Solution Techniques for Elementary Partial Differential Equations

Solution Techniques for Elementary Partial Differential Equations Author Christian Constanda
ISBN-10 1584882573
Release 2002-02-26
Pages 272
Download Link Click Here

Of the many available texts on partial differential equations (PDEs), most are too detailed and voluminous, making them daunting to many students. In sharp contrast, Solution Techniques for Elementary Partial Differential Equations is a no-frills treatment that explains completely but succinctly some of the most fundamental solution methods for PDEs. After a brief review of elementary ODE techniques and discussions on Fourier series and Sturm-Liouville problems, the author introduces the heat, Laplace, and wave equations as mathematical models of physical phenomena. He then presents a number of solution techniques and applies them to specific initial/boundary value problems for these models. Discussion of the general second order linear equation in two independent variables follows, and finally, the method of characteristics and perturbation methods are presented. Most students seem to like concise, easily digestible explanations and worked examples that let them see the techniques in action. This text offers them both. Ideally suited for independent study and classroom tested with great success, it offers a direct, streamlined route to competence in PDE solution techniques.

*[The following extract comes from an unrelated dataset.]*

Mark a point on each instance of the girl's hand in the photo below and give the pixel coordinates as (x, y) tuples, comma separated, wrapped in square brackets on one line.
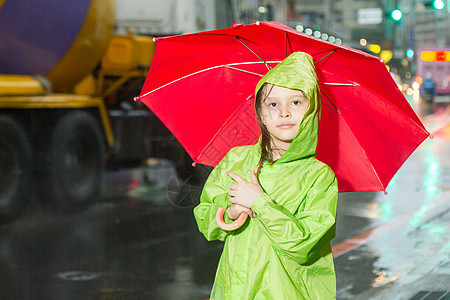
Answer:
[(235, 210), (244, 193)]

A Course in Ordinary Differential Equations Second Edition

A Course in Ordinary Differential Equations  Second Edition Author Stephen A. Wirkus
ISBN-10 9781466509108
Release 2014-12-15
Pages 807
Download Link Click Here

A Course in Ordinary Differential Equations, Second Edition teaches students how to use analytical and numerical solution methods in typical engineering, physics, and mathematics applications. Lauded for its extensive computer code and student-friendly approach, the first edition of this popular textbook was the first on ordinary differential equations (ODEs) to include instructions on using MATLAB®, Mathematica®, and MapleTM. This second edition reflects the feedback of students and professors who used the first edition in the classroom. New to the Second Edition Moves the computer codes to Computer Labs at the end of each chapter, which gives professors flexibility in using the technology Covers linear systems in their entirety before addressing applications to nonlinear systems Incorporates the latest versions of MATLAB, Maple, and Mathematica Includes new sections on complex variables, the exponential response formula for solving nonhomogeneous equations, forced vibrations, and nondimensionalization Highlights new applications and modeling in many fields Presents exercise sets that progress in difficulty Contains color graphs to help students better understand crucial concepts in ODEs Provides updated and expanded projects in each chapter Suitable for a first undergraduate course, the book includes all the basics necessary to prepare students for their future studies in mathematics, engineering, and the sciences. It presents the syntax from MATLAB, Maple, and Mathematica to give students a better grasp of the theory and gain more insight into real-world problems. Along with covering traditional topics, the text describes a number of modern topics, such as direction fields, phase lines, the Runge-Kutta method, and epidemiological and ecological models. It also explains concepts from linear algebra so that students acquire a thorough understanding of differential equations.



Partial Differential Equations and Boundary Value Problems with Mathematica

Partial Differential Equations and Boundary Value Problems with Mathematica Author Prem K. Kythe
ISBN-10 1315273101
Release 2003
Pages 418
Download Link Click Here

Partial Differential Equations and Boundary Value Problems with Mathematica has been writing in one form or another for most of life. You can find so many inspiration from Partial Differential Equations and Boundary Value Problems with Mathematica also informative, and entertaining. Click DOWNLOAD or Read Online button to get full Partial Differential Equations and Boundary Value Problems with Mathematica book for free.